From "The Catskills" (1918)
By T. Morris Longstreth

During the progress of that day when Brute and I had reduced the art of being invited to motor to a strict science, we had come through Roxbury. As everybody who has been through Roxbury knows, to see it once is to be enthralled for life. Consequently, when I was deserted by my enlister, I determined to make that charming place my headquarters from which I could sally on a raid of investigation and to which I could return to digest the spoils.

Roxbury has a civic consciousness. It has its history, which was recently reviewed in a pageant admirably constructed by Margaret MacLaren Eager, beginning with the decision of John and Betty More in Scotland to emigrate, continuing with pictures of Indian times, Colonial customs, and coming down to the moment with a fine tribute to John Burroughs, fellow townsman. It has a beautiful church given by the Goulds, a park, and an environment where Nature has been kindest. There are mountains, but they do not shut one in.

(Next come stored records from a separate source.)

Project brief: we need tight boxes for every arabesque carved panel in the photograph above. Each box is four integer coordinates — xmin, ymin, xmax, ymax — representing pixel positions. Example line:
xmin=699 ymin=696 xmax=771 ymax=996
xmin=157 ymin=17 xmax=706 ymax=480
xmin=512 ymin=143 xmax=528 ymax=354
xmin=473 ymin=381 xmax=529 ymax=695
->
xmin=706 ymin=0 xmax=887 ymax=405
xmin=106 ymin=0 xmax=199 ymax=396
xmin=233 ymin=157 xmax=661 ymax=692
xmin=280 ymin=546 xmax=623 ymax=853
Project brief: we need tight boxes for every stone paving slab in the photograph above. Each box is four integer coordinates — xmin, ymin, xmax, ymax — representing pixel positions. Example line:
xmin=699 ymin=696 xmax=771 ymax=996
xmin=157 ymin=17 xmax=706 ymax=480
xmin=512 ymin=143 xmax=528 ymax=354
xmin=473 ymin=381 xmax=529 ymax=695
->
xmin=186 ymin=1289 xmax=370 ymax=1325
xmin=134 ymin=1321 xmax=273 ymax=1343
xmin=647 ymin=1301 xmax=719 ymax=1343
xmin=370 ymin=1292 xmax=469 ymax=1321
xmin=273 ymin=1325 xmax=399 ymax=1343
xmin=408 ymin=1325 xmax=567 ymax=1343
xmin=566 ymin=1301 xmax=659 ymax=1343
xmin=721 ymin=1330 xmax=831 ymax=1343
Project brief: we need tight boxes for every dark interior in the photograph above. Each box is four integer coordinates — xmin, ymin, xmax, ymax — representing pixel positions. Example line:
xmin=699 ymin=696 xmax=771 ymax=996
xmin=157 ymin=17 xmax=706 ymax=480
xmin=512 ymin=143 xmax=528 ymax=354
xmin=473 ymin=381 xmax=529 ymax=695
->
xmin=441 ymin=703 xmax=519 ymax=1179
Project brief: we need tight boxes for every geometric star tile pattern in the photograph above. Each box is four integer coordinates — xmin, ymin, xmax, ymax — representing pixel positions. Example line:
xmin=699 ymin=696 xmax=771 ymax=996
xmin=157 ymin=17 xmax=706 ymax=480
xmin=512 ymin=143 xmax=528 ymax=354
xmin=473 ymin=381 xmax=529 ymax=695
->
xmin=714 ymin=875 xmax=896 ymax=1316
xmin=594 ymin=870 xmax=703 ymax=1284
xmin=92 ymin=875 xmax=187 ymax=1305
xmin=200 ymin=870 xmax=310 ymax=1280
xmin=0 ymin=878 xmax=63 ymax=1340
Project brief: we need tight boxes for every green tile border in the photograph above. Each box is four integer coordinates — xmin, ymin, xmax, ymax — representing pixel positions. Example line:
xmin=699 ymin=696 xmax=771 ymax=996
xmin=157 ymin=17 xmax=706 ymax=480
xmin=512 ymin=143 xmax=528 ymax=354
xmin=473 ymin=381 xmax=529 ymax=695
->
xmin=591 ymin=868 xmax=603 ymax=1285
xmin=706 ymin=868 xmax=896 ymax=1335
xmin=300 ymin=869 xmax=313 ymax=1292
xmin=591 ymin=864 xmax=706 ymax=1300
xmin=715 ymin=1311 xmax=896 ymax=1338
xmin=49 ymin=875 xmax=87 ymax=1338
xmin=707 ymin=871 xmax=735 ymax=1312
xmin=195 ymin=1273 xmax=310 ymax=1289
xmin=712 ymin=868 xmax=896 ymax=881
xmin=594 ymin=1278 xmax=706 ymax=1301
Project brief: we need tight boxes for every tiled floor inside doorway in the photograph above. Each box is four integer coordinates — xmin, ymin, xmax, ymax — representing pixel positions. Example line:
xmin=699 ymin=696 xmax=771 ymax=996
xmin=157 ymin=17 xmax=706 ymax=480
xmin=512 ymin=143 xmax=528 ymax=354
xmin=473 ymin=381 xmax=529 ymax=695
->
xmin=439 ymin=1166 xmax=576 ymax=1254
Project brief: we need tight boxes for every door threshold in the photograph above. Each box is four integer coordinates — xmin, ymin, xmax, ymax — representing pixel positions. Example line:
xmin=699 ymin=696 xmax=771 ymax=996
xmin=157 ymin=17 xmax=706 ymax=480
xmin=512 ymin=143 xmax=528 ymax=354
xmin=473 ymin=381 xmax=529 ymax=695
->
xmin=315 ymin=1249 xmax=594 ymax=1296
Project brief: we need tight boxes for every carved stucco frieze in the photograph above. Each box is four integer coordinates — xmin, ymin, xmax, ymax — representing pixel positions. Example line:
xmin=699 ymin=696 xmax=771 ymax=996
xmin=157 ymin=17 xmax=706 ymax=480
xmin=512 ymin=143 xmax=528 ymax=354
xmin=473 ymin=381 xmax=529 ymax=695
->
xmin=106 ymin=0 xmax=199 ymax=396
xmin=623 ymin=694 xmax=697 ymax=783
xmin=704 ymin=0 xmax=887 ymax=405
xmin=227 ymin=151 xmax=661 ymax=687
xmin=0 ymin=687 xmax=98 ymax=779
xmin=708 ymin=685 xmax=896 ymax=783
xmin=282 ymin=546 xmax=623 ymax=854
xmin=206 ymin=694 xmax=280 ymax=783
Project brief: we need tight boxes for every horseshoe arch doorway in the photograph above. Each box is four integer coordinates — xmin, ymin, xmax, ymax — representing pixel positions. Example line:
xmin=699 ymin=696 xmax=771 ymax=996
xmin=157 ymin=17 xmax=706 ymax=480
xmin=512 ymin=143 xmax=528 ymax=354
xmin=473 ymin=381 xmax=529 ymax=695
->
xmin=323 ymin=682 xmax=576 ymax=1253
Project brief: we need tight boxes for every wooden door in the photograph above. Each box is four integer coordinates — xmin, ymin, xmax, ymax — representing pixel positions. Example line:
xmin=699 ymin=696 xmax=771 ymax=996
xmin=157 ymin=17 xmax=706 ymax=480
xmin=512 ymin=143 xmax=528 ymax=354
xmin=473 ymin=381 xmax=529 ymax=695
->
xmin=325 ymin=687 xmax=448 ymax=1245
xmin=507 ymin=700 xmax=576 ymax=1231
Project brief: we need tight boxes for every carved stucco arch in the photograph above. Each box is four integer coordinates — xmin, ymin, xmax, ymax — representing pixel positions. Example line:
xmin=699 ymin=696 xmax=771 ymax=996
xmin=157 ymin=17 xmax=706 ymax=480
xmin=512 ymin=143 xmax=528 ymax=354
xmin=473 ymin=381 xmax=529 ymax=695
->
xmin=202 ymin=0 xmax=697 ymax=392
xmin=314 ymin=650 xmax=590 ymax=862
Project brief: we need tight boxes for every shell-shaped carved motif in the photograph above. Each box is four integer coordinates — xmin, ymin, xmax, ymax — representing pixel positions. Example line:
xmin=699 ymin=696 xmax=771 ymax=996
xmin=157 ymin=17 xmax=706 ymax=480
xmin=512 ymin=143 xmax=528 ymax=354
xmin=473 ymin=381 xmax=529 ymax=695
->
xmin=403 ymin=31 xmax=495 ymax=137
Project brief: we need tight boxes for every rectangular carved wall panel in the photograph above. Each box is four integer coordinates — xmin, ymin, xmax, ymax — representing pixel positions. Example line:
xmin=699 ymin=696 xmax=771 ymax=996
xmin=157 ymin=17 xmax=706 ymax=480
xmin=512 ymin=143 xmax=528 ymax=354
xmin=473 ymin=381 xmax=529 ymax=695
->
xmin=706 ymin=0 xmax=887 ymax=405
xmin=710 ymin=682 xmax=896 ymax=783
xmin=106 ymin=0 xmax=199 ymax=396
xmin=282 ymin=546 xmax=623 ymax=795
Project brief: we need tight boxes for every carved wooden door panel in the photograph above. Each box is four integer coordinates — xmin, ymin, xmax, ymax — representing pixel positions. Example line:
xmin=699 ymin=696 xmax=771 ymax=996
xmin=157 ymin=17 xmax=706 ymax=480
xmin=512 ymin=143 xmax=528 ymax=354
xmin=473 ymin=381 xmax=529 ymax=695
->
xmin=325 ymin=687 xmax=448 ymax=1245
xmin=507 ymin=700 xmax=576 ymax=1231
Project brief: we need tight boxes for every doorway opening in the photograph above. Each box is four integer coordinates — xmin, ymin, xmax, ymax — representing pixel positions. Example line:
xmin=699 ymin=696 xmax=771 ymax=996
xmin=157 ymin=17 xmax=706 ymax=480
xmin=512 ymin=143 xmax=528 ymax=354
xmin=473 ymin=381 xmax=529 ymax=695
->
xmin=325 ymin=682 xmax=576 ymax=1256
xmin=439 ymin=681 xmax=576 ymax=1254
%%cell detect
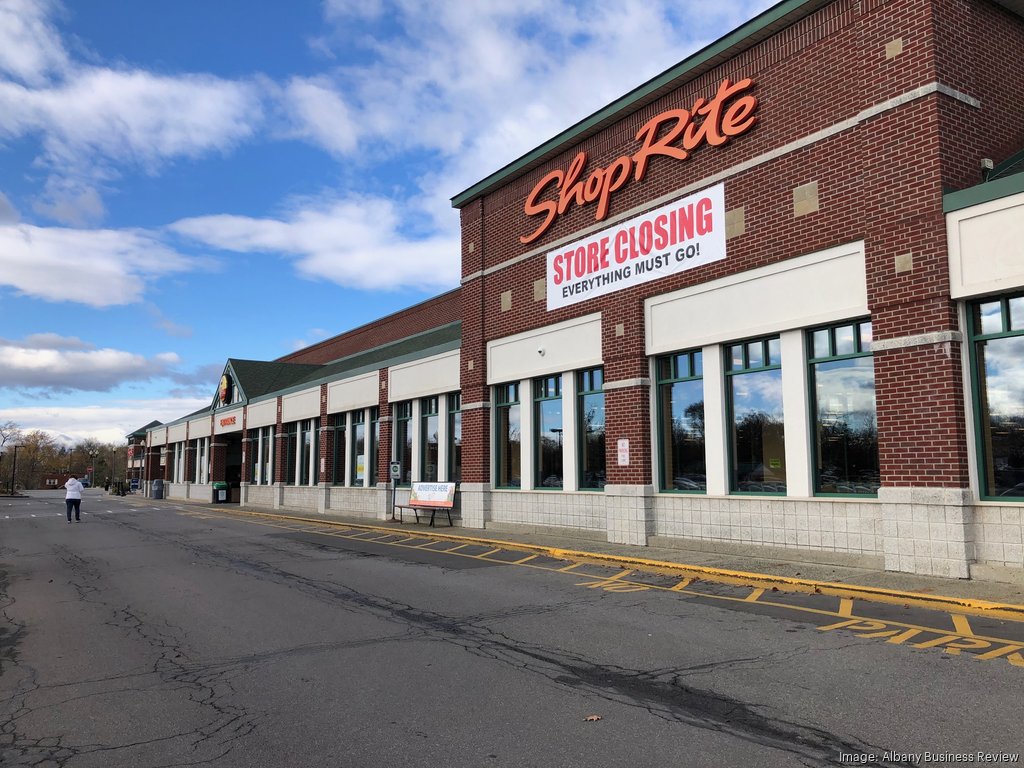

There are a myriad streams. And the people, in addition to their daily business, have one and all caught the cue of happiest living. No one comes to their town without being made to feel at home, without reacting to this fillip of good-fellowship. I am sure that this is not merely a personal impression. I have talked with many other strangers who acknowledged the flavor of kindness peculiar to this spot.

From Roxbury I made several excursions, to keep fit. One, on a day of picture-postcard colors, included Pine Hill and the summit of Belle Ayre. A steel tower gives a view of the slide on Slide; of Double-top, another elephant; of Overlook, a far retreating wave; of the sharp-edged Stony Clove; of Utsayantha in the dim northwest; of Tower and Windham High Peak. Big Injin Valley is particularly appealing from Belle Ayre, with its Lost Clove nosing into the mountain's side. Big Balsam Lake Mountain rises high with its wealth of forest about it. I stood on the porch of the Grand View Hotel, which is confronted by the long wall of Belle Ayre and looks up Big Injin Valley to a distant but still impressive view of Slide and the Wittenberg. I curved through the daisied pastorals of the Bovina valleys, and took many another jaunt, going sometimes to recommended places, but oftener where only the names suggested something of interest.

The Catskills have got off better than other picturesque parts of our country in the matter of names. Esopus, Ashokan, Neversink, Schoharie, Vly, Onti Ora, Devasego, Ticetonyk, Utsayantha, Pine Orchard, Peekamose -- these are beautiful and have some character. But, like the forest, the animal life, the wild-flowers even, names are in danger. There are too many renamed for capitalists and chewing-gums. History depends on names, and a nation's chronicles are rich or thin according to the ease with which time-laden designations are changed in behalf of the richest corner grocer. There ought to be a censorship for new names. If the Rubicon and Rheims were rechristened Mudbank and New Ashland, if Olympus were rewritten High Peak, the world would be the loser. The historical societies had better start a little research and fix up some of the Maple Shades and Pleasantvilles, or poets will never be much moved to celebrate our own heroics.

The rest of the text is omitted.